By *our* definitions, it's impossible to make a iOS version of
Seamonkey, because we can't use the most essential piece of the Mozilla
technology, that is, the Gecko engine. Without Gecko, it's no longer
Seamonkey, period.

By *his* definition, only the surface matters, so it should be possible
to build an entirely new, superficially similar but technologically
incompatible product and slap the "Seamonkey" label on top.

And yes, it might be possible to build such a browser-plus-email combo
for iOS, building on top of the native Webkit. Only this would bear no
resemblance to a Mozilla or Seamonkey product, on several levels. Even
the surface (the user interface) would necessarily be different from the
desktop product; touch-and-physics interface in a small screen is
fundamentally different from point-and-click in a big screen. Look at
how little the Mobile Firefox UI resembles the desktop Firefox UI.

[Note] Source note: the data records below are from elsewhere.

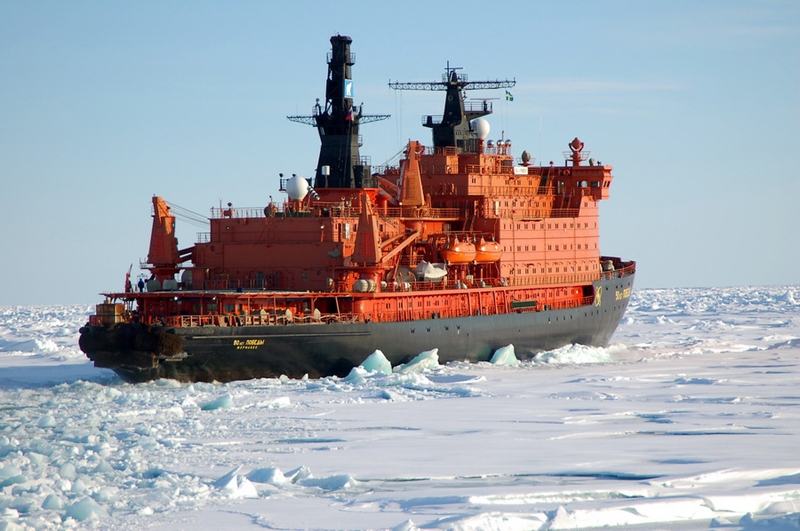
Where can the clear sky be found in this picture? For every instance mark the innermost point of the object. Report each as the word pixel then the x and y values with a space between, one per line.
pixel 695 103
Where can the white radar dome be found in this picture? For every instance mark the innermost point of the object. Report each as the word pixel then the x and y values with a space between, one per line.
pixel 297 188
pixel 481 127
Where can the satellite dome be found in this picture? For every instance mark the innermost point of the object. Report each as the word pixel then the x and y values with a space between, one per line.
pixel 481 127
pixel 297 188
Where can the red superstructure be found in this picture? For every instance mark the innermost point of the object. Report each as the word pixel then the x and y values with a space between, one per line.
pixel 460 230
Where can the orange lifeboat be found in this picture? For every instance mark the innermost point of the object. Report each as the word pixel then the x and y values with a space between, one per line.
pixel 458 252
pixel 488 252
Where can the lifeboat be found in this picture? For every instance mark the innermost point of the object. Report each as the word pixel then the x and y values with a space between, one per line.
pixel 488 252
pixel 458 252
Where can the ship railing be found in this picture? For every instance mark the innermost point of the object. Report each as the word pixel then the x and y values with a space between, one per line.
pixel 621 269
pixel 234 320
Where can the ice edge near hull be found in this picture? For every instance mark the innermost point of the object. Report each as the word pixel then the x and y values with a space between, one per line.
pixel 223 354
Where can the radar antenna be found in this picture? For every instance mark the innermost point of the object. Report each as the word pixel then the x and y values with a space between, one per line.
pixel 454 128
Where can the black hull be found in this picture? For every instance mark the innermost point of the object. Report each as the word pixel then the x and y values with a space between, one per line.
pixel 244 352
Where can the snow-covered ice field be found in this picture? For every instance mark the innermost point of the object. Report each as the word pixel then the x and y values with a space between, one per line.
pixel 690 420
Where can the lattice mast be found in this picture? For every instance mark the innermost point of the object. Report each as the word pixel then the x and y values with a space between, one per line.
pixel 454 127
pixel 339 164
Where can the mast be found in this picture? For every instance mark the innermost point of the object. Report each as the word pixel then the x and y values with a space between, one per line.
pixel 454 128
pixel 340 164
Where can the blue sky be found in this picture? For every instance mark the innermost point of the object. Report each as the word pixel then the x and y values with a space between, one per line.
pixel 696 104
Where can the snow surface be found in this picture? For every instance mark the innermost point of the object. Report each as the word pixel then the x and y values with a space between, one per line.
pixel 690 420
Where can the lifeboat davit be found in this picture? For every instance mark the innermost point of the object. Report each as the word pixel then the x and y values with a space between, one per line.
pixel 458 252
pixel 488 252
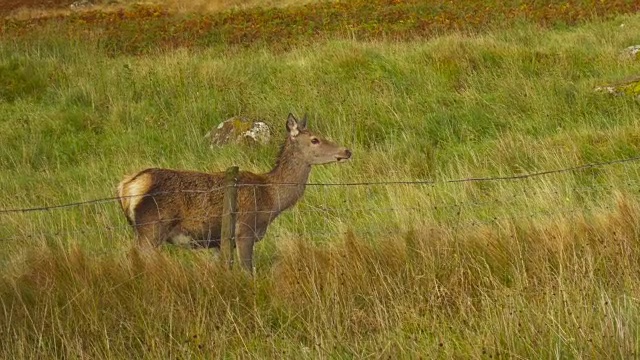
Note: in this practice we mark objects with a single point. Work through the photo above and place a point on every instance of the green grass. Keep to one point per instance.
(538, 268)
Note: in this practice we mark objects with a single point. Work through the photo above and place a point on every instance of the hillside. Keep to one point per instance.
(490, 209)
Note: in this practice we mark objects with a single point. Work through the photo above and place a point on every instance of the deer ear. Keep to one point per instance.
(292, 125)
(302, 124)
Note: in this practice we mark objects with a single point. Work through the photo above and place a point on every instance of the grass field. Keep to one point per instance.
(543, 267)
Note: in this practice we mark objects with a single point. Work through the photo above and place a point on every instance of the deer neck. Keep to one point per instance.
(289, 176)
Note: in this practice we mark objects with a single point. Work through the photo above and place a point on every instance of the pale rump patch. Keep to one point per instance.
(130, 190)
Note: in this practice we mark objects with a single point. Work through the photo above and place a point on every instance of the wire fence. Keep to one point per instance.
(346, 184)
(94, 220)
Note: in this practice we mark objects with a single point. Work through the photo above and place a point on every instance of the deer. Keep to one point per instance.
(185, 207)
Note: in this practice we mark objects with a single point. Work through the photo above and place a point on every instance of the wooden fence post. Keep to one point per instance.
(229, 208)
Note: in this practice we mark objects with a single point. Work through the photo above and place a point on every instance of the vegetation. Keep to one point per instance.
(536, 268)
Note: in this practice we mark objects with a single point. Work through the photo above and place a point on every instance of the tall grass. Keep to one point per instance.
(544, 267)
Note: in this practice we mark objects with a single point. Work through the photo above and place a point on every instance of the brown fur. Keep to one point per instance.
(173, 205)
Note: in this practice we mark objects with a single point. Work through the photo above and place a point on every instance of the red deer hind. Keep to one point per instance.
(185, 207)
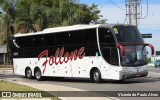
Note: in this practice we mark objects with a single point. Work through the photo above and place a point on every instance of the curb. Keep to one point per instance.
(1, 80)
(6, 68)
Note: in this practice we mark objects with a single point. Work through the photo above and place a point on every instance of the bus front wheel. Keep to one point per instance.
(38, 74)
(96, 76)
(28, 73)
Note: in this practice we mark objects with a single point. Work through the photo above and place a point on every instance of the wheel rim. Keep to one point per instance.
(29, 73)
(96, 76)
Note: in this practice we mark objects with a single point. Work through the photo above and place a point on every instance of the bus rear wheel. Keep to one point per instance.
(38, 74)
(96, 76)
(28, 73)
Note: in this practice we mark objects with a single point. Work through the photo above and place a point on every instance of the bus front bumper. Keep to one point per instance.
(135, 75)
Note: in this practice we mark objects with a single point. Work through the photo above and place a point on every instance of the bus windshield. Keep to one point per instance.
(135, 51)
(128, 35)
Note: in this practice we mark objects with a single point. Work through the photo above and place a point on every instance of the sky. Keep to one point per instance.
(115, 12)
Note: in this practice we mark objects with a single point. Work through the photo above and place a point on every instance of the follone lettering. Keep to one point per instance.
(57, 59)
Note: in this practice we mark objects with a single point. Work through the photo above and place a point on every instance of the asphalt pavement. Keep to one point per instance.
(92, 91)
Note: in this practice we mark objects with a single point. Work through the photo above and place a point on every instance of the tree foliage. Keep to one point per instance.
(36, 15)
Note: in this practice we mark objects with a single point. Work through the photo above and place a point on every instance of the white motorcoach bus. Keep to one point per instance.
(110, 51)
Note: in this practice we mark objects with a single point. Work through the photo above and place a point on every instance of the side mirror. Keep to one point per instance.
(121, 49)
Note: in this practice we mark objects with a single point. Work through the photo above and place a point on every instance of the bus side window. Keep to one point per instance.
(62, 38)
(49, 39)
(75, 37)
(37, 41)
(27, 41)
(105, 36)
(89, 36)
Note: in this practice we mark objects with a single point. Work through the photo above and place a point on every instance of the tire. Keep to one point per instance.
(38, 74)
(28, 73)
(96, 76)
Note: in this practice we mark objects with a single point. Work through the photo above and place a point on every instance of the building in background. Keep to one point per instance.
(3, 54)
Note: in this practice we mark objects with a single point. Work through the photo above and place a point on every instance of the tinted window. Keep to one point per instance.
(89, 36)
(37, 40)
(128, 34)
(105, 36)
(49, 39)
(75, 37)
(62, 38)
(24, 42)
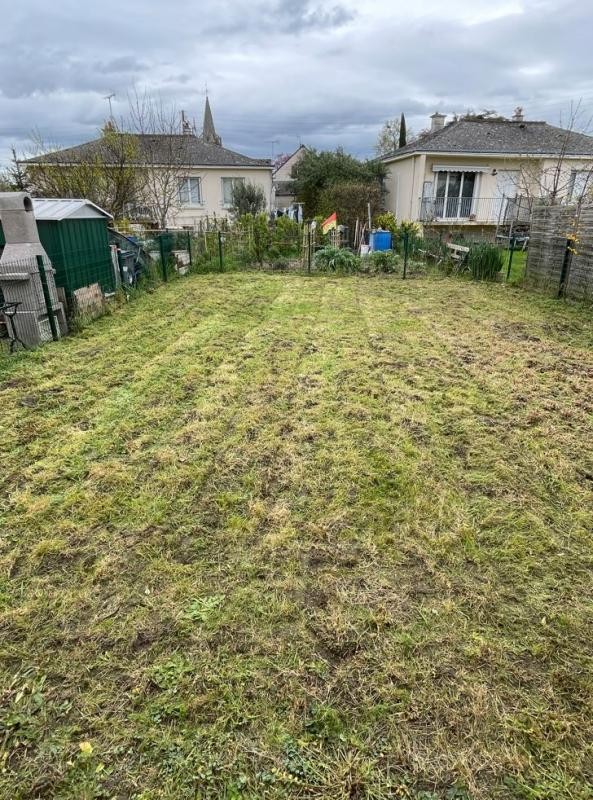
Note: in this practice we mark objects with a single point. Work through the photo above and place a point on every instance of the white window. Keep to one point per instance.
(454, 194)
(190, 191)
(581, 183)
(228, 185)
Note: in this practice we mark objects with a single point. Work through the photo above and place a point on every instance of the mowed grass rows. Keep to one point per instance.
(288, 537)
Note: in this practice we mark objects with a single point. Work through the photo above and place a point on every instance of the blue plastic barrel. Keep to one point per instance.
(380, 240)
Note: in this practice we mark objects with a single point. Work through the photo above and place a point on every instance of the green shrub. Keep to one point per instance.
(380, 261)
(335, 259)
(485, 261)
(387, 222)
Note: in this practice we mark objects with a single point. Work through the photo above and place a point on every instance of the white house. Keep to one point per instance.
(199, 172)
(466, 172)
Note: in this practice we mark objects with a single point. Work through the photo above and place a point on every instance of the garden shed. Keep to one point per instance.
(74, 234)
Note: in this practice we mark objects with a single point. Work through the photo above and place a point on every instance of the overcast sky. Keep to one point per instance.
(328, 73)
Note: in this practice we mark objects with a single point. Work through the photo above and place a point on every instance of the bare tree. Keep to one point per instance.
(163, 155)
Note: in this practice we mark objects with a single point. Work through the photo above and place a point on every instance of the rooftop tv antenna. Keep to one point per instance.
(109, 98)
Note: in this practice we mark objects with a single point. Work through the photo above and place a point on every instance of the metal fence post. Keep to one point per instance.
(47, 297)
(163, 259)
(189, 247)
(406, 245)
(220, 261)
(512, 250)
(565, 268)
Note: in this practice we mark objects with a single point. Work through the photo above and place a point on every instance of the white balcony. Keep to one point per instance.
(474, 210)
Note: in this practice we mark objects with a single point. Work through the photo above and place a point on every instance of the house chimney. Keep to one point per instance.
(518, 115)
(437, 122)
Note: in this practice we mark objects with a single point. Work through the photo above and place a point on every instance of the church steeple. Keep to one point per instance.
(209, 134)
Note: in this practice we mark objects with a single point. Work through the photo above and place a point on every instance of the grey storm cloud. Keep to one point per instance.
(281, 72)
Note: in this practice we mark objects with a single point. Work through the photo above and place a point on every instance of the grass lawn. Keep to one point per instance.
(273, 536)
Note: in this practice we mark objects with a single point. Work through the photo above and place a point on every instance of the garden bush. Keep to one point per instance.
(335, 259)
(380, 261)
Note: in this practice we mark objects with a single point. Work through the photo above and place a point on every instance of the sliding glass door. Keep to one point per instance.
(455, 194)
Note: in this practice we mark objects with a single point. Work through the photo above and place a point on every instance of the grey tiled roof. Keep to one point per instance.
(284, 188)
(182, 149)
(500, 136)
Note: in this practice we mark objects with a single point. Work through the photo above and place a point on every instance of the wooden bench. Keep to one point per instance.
(458, 251)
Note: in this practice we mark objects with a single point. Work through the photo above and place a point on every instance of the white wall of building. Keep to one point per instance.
(211, 193)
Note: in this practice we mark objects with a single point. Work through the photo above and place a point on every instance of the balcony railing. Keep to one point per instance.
(485, 210)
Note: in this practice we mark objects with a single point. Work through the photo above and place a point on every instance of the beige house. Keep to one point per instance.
(187, 178)
(283, 196)
(472, 172)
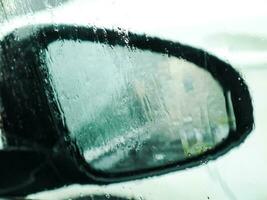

Some other team might be interested in doing such a project. From what I
have gathered here, nobody at the Seamonkey team is.


Very, very close...I only added "branding" to the discussion because this is a business venture of sorts IMO, but I really meant something a bit deeper than that - User Experience.

What I really meant to get across was a POV from a strictly *user* standpoint. Someone once mentioned that the team is short on member UE background, and now I can see that in action. But you got me right - "nuts and bolts" vs the user experience of, and interaction with, the product. The user experience *is* the product from the user POV, and why the user *keeps* using the product...not what the user can't see. That was/is my point.

And that's the where, what, and why of why I've been talking in terms of "feature set" and "functionality" - as a user, as long as it looks, behaves, and feels like SM and comes from the same team it *is* SM no matter what technology or code it is based upon and that the user can't see, touch...or even understand the details of in most cases - including my own. Maintain a user interface and feature set, and to a *user* it's still the same product - even if the code changes or technical platform limitations are encountered as with iCab and Opera Mobile.

But I get where the team is coming from now that the *true* actualities and philosophies behind the "impossible" stance have surfaced - I personally don't accept that much of anything is "impossible"...it's just not how I live. Still...I'm glad at least *somebody* gets the gist of my philosophy.

There *won't* be an iOS version of SM, and at this point I'm not even sure one would be useful given my growing familiarity with the iOS whole screen interface; which is another seed I've tried to plant as a generality for people to just plain think about no matter what they are developing. That general interface approach is coming fast, and I for one am still a bit puzzled by it...can't say I like it much.

Anyway, what I really wanted out of such a *new* SM product for iOS was it's usnet reader - I've since found one (NewsTap - the only one for iOS presently, so a market is out there) and it's actually pretty nicely featured. Personally, I'd have zero problem *paying* the SM team or anyone 99 cents - or more - for such an app...if it were a good one.